New Jersey Jewish News
MetroWest Feature

Schechter trustees decide to close Somerset school

After only one year in operation, the Somerset campus of Solomon Schechter Day School of Essex and Union will discontinue operations at the end of the current academic year.

The seven first-grade students attending the satellite campus, located at Temple Beth-El, a Reform synagogue in Hillsborough, will be able to attend the school’s Cranford campus in the fall.

In an e-mail to NJ Jewish News, Gary M. Wingens, president of Schechter’s board of trustees, said that the board met March 27 and decided enrollment projections for 2006-07 “could not support the continued operation of the fledgling campus.”

“By all accounts, the educational experience of the seven pioneer first-grade students this year was an outstanding success — a tribute to the wonderful teacher and principal involved in starting the school,” Wingens said, thanking the class parents for “embarking on this ambitious journey with us.”

The first class was composed solely of first-graders, with plans to add a second grade in the fall of 2006. When plans for the Somerset campus were unveiled in January 2005, Wingens described it as a “feeder school” that would supplement the Cranford campus, which has about 100 students from pre-kindergarten to grade five.
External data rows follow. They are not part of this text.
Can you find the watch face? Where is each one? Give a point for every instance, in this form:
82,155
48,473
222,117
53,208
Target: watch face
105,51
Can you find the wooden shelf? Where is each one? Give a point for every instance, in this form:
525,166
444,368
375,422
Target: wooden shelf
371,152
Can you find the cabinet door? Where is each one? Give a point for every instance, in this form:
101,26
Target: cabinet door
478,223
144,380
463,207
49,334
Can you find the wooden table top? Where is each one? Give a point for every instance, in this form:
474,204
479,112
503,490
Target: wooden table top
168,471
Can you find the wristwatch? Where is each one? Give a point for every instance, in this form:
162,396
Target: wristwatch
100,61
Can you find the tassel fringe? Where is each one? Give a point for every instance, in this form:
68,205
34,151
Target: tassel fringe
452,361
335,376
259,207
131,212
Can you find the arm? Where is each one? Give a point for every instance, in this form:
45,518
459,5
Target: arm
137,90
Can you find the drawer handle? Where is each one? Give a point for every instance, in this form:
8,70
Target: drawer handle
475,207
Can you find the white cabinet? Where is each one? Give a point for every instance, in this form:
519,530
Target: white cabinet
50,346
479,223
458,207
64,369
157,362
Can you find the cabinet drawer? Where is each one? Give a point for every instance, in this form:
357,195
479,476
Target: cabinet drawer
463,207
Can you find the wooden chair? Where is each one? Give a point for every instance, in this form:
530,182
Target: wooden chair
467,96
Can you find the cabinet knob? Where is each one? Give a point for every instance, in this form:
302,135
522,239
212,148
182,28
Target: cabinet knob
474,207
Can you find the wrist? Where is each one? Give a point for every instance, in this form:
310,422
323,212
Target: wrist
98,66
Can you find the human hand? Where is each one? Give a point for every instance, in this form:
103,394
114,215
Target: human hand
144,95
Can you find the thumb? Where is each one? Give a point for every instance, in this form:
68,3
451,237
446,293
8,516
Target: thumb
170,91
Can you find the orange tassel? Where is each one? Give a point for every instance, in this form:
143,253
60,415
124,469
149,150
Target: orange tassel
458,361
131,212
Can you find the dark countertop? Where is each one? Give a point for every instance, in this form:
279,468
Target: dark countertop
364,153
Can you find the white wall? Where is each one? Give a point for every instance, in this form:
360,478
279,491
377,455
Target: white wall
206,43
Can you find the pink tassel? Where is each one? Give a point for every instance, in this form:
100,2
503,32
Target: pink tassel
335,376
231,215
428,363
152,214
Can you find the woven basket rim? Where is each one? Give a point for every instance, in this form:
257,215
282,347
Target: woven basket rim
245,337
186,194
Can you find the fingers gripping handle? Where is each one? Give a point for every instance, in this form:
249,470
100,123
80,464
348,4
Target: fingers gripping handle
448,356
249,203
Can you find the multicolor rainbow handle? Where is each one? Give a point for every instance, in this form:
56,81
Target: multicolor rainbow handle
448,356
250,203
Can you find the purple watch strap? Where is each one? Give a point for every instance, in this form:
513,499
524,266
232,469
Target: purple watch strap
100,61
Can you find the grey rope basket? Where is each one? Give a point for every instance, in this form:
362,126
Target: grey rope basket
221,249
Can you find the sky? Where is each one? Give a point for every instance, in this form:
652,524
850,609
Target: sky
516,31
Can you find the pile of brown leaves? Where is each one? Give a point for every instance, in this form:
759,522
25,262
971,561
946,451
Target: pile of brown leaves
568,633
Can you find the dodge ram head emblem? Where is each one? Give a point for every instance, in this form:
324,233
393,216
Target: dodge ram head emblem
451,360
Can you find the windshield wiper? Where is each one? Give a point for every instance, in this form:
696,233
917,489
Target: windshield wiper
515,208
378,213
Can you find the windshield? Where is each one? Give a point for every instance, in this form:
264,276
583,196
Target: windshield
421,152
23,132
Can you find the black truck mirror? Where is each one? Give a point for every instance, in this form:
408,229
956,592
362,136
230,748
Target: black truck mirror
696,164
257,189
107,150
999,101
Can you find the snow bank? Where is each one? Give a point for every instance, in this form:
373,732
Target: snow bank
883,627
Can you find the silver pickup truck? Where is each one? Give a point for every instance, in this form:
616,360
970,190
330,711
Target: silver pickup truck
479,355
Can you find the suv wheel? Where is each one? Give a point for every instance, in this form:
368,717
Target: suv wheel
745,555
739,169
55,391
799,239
The Somerset campus was the first Jewish day school in Somerset County. It was considered a “unique strategic alliance” of the Conservative movement and PARDeS, the Progressive Association of Reform Day Schools.

SSDS of Essex and Union opened its doors in 1965 with 18 students. Today the school has more than 850 students from 75 communities attending schools on its campuses in West Orange and Cranford.